I`m trying to download content of a website using python urllib, but i have a problem because the site has an addblock filter and only thing i can get is text that asks me to disable addblock... Is there any way to trick this kind of filter? Thanks in advance. (:
-
1Add some code in the post so that we can help you out. – squiroid Feb 22 '15 at 20:32
1 Answers
Javascript Parsing
The issue you are running into is a JavaScript filter that loads data after the page has loaded. The message that warns that you are using adblock is there in raw HTML and is completely static. It is replaced when a JavaScript call is able to validate where adblock is or is not present. There are several ways you can get around this, however each requires finding some way of loading JavaScript.
Solution(s)
There are several solutions to your problem. You can read more about them here.
- Embed a web browser within an application and simulate a normal user.
- Remotely connect to a web browser and automate it from a scripting language.
- Use special purpose add-ons to automate the browser
- Use a framework/library to simulate a complete browser.
As you can see each one in some way requires emulating a browser and DOM objects. Since there are several libraries to help you accomplish this, I highly recommend you look into the url above.

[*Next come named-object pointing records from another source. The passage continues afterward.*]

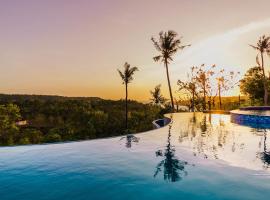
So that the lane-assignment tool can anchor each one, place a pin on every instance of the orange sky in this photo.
(73, 48)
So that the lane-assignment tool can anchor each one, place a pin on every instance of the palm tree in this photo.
(263, 46)
(167, 45)
(157, 97)
(127, 77)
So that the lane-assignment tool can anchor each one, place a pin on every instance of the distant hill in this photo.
(20, 97)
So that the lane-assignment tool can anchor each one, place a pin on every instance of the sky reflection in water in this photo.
(197, 156)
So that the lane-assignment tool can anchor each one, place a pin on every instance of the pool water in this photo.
(197, 156)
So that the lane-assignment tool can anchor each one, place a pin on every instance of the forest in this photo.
(35, 119)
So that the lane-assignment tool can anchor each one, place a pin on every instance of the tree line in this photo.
(58, 119)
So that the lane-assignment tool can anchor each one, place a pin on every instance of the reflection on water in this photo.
(265, 155)
(130, 139)
(214, 136)
(173, 168)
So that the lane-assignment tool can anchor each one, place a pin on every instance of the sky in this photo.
(74, 47)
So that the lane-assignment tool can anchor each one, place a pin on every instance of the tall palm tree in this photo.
(127, 77)
(167, 44)
(157, 97)
(263, 46)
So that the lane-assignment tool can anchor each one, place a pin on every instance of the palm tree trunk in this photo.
(219, 96)
(126, 107)
(264, 83)
(169, 84)
(204, 97)
(193, 98)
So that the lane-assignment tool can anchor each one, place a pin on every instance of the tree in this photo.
(263, 46)
(189, 87)
(167, 45)
(9, 115)
(225, 81)
(127, 77)
(253, 84)
(202, 76)
(157, 97)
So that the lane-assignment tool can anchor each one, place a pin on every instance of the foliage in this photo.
(263, 46)
(167, 45)
(9, 115)
(156, 97)
(127, 77)
(66, 119)
(253, 84)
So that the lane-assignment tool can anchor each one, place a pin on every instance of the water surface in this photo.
(197, 156)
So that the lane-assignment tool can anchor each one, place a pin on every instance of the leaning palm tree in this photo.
(156, 96)
(127, 77)
(167, 45)
(263, 46)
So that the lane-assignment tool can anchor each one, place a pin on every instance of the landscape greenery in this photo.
(34, 119)
(56, 119)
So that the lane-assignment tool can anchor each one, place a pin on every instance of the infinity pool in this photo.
(197, 156)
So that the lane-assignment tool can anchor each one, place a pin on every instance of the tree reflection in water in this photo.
(205, 137)
(265, 155)
(130, 139)
(173, 168)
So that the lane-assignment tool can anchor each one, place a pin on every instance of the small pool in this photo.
(254, 116)
(197, 156)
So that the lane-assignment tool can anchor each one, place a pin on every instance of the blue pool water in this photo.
(198, 156)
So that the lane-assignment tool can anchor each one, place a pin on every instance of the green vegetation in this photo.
(167, 45)
(127, 77)
(203, 85)
(56, 119)
(263, 46)
(34, 119)
(252, 85)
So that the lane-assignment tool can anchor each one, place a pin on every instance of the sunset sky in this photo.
(73, 47)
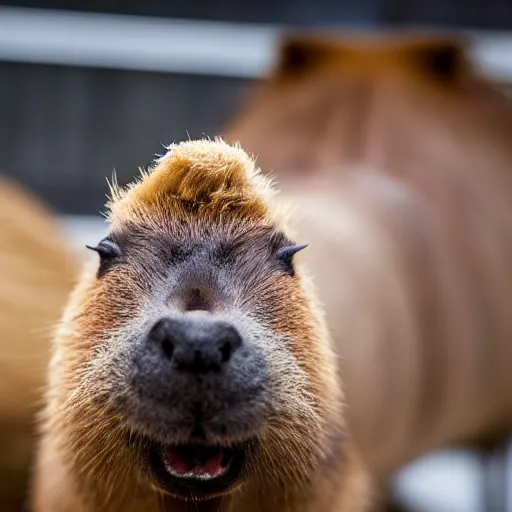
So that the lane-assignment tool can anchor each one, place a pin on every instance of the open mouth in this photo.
(202, 462)
(198, 469)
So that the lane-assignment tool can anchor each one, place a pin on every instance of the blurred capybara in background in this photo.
(193, 369)
(36, 275)
(399, 157)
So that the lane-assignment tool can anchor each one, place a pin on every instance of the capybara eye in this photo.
(108, 251)
(285, 255)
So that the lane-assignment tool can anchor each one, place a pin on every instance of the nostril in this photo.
(225, 351)
(168, 348)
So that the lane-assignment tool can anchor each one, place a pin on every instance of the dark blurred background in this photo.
(87, 86)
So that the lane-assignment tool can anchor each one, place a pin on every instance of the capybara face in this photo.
(191, 359)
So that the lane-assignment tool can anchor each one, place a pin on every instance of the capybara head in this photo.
(193, 360)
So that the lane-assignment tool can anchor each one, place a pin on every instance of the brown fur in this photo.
(85, 464)
(36, 276)
(398, 155)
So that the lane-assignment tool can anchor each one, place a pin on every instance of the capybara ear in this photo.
(301, 53)
(443, 60)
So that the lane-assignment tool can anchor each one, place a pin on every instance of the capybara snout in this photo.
(194, 377)
(193, 345)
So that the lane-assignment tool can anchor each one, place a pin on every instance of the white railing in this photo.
(170, 45)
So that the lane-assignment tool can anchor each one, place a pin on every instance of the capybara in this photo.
(192, 369)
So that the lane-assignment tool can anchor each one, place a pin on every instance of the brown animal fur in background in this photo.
(143, 386)
(399, 157)
(36, 277)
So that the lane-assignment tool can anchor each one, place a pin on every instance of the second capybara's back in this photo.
(398, 155)
(37, 272)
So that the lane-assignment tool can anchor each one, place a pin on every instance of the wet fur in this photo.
(398, 156)
(92, 440)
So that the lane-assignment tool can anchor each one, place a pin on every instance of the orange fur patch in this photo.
(211, 175)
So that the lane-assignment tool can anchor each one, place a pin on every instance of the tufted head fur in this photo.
(197, 237)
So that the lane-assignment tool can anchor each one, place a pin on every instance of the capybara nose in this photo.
(195, 344)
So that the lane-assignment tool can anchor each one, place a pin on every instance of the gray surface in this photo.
(448, 481)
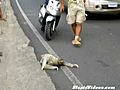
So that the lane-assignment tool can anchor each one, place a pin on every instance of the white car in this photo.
(103, 6)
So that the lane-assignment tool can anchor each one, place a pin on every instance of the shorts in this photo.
(76, 13)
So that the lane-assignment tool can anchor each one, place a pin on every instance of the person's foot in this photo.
(76, 42)
(42, 29)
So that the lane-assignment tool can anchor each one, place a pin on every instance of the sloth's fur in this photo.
(48, 61)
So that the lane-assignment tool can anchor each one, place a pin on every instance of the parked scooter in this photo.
(49, 16)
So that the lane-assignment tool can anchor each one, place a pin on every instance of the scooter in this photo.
(49, 16)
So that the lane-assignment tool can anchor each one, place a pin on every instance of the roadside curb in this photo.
(19, 69)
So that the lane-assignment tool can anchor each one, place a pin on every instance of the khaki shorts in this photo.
(76, 13)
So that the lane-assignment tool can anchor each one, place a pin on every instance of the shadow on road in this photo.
(103, 17)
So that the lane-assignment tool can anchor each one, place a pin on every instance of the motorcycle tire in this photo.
(48, 31)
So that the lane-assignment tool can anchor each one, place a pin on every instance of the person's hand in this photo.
(62, 8)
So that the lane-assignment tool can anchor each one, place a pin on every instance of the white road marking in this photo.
(66, 70)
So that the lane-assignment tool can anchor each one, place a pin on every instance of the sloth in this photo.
(49, 61)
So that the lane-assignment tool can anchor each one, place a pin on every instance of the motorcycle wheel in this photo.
(48, 31)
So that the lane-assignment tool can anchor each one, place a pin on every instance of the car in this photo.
(103, 6)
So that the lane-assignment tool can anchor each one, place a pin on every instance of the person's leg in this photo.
(77, 28)
(78, 31)
(74, 27)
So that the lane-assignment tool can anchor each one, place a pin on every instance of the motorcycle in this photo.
(49, 16)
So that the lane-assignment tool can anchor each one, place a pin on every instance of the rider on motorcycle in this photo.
(44, 22)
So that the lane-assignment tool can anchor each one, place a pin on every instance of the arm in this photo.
(62, 5)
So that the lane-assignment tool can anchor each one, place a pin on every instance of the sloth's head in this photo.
(61, 62)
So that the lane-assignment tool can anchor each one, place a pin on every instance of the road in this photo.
(98, 56)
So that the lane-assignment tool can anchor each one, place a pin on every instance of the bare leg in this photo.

The following is a code example from the same page that shows how to retrieve the URLs on a page that generates URLs via JavaScript. It relies on a library from gargoylesoftware.
import com.gargoylesoftware.htmlunit.WebClient as WebClient
import com.gargoylesoftware.htmlunit.BrowserVersion as BrowserVersion
def main():
webclient = WebClient(BrowserVersion.FIREFOX_3_6) # creating a new webclient object.
url = "http://www.gartner.com/it/products/mq/mq_ms.jsp"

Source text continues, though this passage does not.